There is thus clearly a disconnect between the ministry of finance and the FBR in determining what doable is, how long it may take to undertake the necessary and clearly identified reforms, which other government ministries/departments cooperation is required to implement the reforms and the capacity-building required within these institution(s).

Interestingly, the review report notes that "the historical trend has been that the demand for non-development expenditure increases manifolds in the second half of the financial years especially in the fourth quarter warning that "supplementary grants will occur," which if over and above the 40 percent raise in current expenditure in the current year is a very disturbing though. The report also claims that development budget will not be cut belying the statement cited above that there will be curtailment in development expenditure.

The report further argues that releasing funds for the PSDP would "foster growth and create employment." This premise too can be challenged given the sustained negative growth in large-scale manufacturing sector attributed to not only domestic policies (high discount rate, failure to release refunds, raising taxes on petroleum and products making our products uncompetitive and the locust attacks) and external factors (coronavirus that has begun to choke off foreign direct investment mainly from China, and the continued outflow of hot money as global markets remain in the grip of uncertainty due to Russia-Saudi Arabia differences in reducing output impacting on the oil price).
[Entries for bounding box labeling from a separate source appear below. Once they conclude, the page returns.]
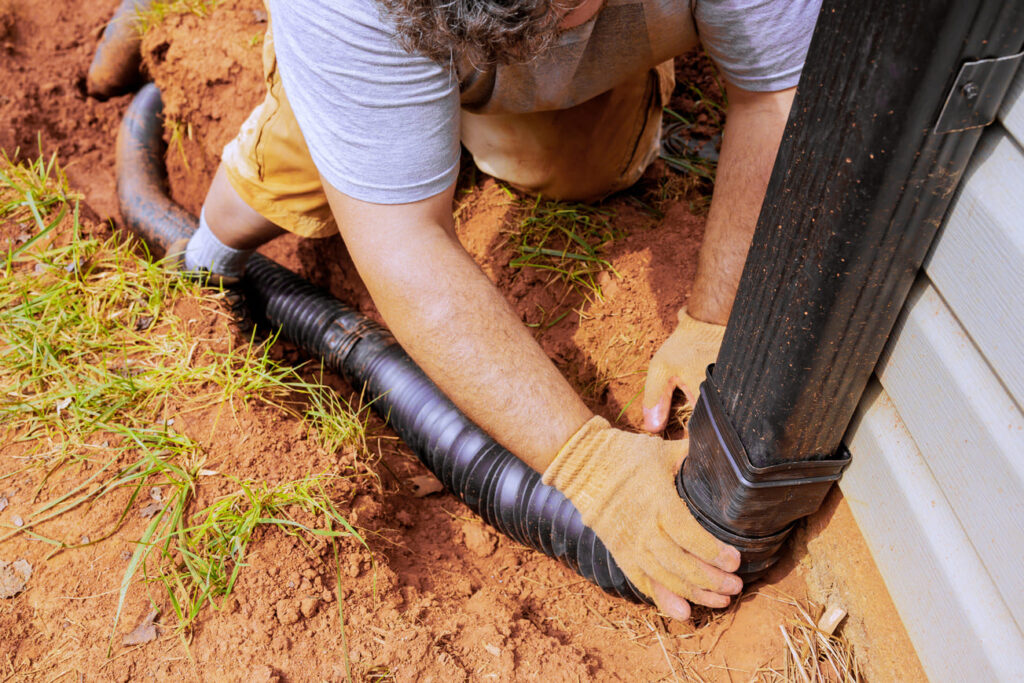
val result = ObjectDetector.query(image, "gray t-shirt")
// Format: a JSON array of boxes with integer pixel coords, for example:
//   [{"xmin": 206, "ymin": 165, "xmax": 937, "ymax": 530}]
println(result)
[{"xmin": 269, "ymin": 0, "xmax": 821, "ymax": 204}]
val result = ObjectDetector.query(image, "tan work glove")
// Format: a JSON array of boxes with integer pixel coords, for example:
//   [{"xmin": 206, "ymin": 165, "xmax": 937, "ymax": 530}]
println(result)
[
  {"xmin": 543, "ymin": 417, "xmax": 743, "ymax": 620},
  {"xmin": 643, "ymin": 308, "xmax": 725, "ymax": 432}
]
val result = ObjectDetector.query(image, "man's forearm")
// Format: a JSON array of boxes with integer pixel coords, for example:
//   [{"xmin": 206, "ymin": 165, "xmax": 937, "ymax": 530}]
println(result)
[
  {"xmin": 319, "ymin": 181, "xmax": 592, "ymax": 472},
  {"xmin": 687, "ymin": 86, "xmax": 796, "ymax": 325}
]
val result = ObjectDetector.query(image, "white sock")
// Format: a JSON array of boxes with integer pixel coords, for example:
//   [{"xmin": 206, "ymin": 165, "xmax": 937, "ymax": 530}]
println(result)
[{"xmin": 185, "ymin": 207, "xmax": 255, "ymax": 278}]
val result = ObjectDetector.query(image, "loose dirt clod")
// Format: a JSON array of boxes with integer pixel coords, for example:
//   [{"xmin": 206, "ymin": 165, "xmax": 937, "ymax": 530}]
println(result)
[
  {"xmin": 122, "ymin": 609, "xmax": 160, "ymax": 646},
  {"xmin": 0, "ymin": 560, "xmax": 32, "ymax": 598},
  {"xmin": 276, "ymin": 599, "xmax": 302, "ymax": 626},
  {"xmin": 462, "ymin": 522, "xmax": 498, "ymax": 557},
  {"xmin": 409, "ymin": 474, "xmax": 444, "ymax": 498}
]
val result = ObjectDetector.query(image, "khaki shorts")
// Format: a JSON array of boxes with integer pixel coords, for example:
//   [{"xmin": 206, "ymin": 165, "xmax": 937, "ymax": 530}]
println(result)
[{"xmin": 222, "ymin": 20, "xmax": 675, "ymax": 238}]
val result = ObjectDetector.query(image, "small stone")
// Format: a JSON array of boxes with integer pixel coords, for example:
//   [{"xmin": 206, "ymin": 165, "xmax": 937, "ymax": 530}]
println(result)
[
  {"xmin": 249, "ymin": 665, "xmax": 281, "ymax": 683},
  {"xmin": 409, "ymin": 474, "xmax": 444, "ymax": 498},
  {"xmin": 0, "ymin": 560, "xmax": 32, "ymax": 598},
  {"xmin": 138, "ymin": 503, "xmax": 164, "ymax": 519},
  {"xmin": 276, "ymin": 599, "xmax": 300, "ymax": 626},
  {"xmin": 394, "ymin": 510, "xmax": 416, "ymax": 528},
  {"xmin": 299, "ymin": 598, "xmax": 319, "ymax": 618},
  {"xmin": 122, "ymin": 609, "xmax": 160, "ymax": 646},
  {"xmin": 463, "ymin": 523, "xmax": 498, "ymax": 557}
]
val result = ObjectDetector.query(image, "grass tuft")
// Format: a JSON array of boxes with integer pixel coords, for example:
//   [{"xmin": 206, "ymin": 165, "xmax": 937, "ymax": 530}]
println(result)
[
  {"xmin": 509, "ymin": 192, "xmax": 623, "ymax": 298},
  {"xmin": 136, "ymin": 0, "xmax": 223, "ymax": 35},
  {"xmin": 0, "ymin": 149, "xmax": 369, "ymax": 642}
]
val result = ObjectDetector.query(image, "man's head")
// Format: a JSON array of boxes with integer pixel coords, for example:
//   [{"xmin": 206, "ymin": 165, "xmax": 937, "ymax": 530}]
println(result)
[{"xmin": 380, "ymin": 0, "xmax": 593, "ymax": 67}]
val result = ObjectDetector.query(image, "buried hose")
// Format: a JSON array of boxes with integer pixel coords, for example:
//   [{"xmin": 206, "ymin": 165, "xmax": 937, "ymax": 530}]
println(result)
[
  {"xmin": 85, "ymin": 0, "xmax": 154, "ymax": 99},
  {"xmin": 118, "ymin": 85, "xmax": 647, "ymax": 601}
]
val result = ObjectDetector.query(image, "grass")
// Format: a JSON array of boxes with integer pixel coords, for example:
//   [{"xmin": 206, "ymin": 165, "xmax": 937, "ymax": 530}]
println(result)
[
  {"xmin": 508, "ymin": 192, "xmax": 623, "ymax": 298},
  {"xmin": 0, "ymin": 155, "xmax": 376, "ymax": 651},
  {"xmin": 164, "ymin": 119, "xmax": 196, "ymax": 171},
  {"xmin": 135, "ymin": 0, "xmax": 222, "ymax": 35}
]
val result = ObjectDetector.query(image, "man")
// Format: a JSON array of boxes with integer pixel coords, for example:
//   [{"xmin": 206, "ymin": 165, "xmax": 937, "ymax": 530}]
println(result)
[{"xmin": 172, "ymin": 0, "xmax": 817, "ymax": 620}]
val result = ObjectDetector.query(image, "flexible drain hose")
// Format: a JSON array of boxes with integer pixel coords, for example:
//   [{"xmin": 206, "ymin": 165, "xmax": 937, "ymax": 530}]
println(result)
[
  {"xmin": 85, "ymin": 0, "xmax": 154, "ymax": 99},
  {"xmin": 118, "ymin": 85, "xmax": 647, "ymax": 601}
]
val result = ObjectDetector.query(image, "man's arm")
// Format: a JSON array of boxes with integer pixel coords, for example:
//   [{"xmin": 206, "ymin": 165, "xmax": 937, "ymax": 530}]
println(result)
[
  {"xmin": 325, "ymin": 182, "xmax": 742, "ymax": 620},
  {"xmin": 325, "ymin": 183, "xmax": 593, "ymax": 472},
  {"xmin": 643, "ymin": 83, "xmax": 797, "ymax": 432}
]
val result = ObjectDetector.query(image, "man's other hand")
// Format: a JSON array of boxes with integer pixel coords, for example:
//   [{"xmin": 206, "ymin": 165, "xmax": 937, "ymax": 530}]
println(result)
[
  {"xmin": 544, "ymin": 417, "xmax": 743, "ymax": 621},
  {"xmin": 643, "ymin": 308, "xmax": 725, "ymax": 433}
]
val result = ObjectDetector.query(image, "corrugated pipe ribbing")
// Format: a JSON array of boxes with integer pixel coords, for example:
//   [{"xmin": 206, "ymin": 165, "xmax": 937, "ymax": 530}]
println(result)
[{"xmin": 118, "ymin": 85, "xmax": 648, "ymax": 601}]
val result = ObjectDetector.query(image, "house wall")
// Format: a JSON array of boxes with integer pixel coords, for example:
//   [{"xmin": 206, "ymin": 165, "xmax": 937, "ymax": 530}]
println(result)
[{"xmin": 840, "ymin": 65, "xmax": 1024, "ymax": 681}]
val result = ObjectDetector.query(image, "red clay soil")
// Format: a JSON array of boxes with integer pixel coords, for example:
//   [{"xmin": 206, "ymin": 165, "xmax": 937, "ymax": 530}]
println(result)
[{"xmin": 0, "ymin": 0, "xmax": 897, "ymax": 681}]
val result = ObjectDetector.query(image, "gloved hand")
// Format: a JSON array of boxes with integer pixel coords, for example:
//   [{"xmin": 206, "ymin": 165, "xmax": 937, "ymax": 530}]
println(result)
[
  {"xmin": 643, "ymin": 308, "xmax": 725, "ymax": 432},
  {"xmin": 543, "ymin": 417, "xmax": 743, "ymax": 620}
]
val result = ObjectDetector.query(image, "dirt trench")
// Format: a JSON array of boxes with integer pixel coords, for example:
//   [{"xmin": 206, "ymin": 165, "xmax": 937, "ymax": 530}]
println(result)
[{"xmin": 0, "ymin": 0, "xmax": 884, "ymax": 681}]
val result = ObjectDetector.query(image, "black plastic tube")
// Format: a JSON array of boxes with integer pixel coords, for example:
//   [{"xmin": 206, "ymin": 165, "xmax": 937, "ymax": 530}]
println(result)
[
  {"xmin": 85, "ymin": 0, "xmax": 154, "ymax": 99},
  {"xmin": 118, "ymin": 85, "xmax": 649, "ymax": 602}
]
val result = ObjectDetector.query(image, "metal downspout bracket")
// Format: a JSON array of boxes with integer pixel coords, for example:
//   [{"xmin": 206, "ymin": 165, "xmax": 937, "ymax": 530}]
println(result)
[{"xmin": 676, "ymin": 0, "xmax": 1024, "ymax": 580}]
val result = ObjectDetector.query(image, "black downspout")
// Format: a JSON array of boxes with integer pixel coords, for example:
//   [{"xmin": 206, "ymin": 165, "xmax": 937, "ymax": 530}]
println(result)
[{"xmin": 677, "ymin": 0, "xmax": 1024, "ymax": 578}]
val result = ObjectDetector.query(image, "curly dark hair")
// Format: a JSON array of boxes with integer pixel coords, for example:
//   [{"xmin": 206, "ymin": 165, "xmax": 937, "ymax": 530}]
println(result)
[{"xmin": 379, "ymin": 0, "xmax": 583, "ymax": 68}]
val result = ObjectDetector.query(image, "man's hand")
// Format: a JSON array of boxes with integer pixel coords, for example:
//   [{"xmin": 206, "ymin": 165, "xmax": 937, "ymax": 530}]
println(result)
[
  {"xmin": 643, "ymin": 308, "xmax": 725, "ymax": 432},
  {"xmin": 544, "ymin": 417, "xmax": 743, "ymax": 620}
]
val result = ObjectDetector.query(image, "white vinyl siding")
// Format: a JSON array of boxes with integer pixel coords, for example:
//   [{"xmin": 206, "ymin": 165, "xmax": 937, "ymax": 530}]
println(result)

It is about time the government revisited its policies and took both internal and external factors into consideration when engaging with the IMF for the third review before the budget is presented.

Disturbingly, the report's final sentences are ominous because they reflect that there is to be neither acknowledgement of the unrealistic targets set by the government nor of the negative fallout of the policies and their pace of implementation on key sectors but particularly the poor and the vulnerable: "it is essential to mention that to address multiple challenges faced by the economy the government has initiated various measures. The impact of these measures has started to emerge in better performance of key economic indicators. Keeping in view the positive developments in major sectors, the economy is likely to achieve better growth prospects." This narrative must change because it has few if any adherents outside the cabinet and the Prime Minister's considerable political capital is being eroded at breakneck speed.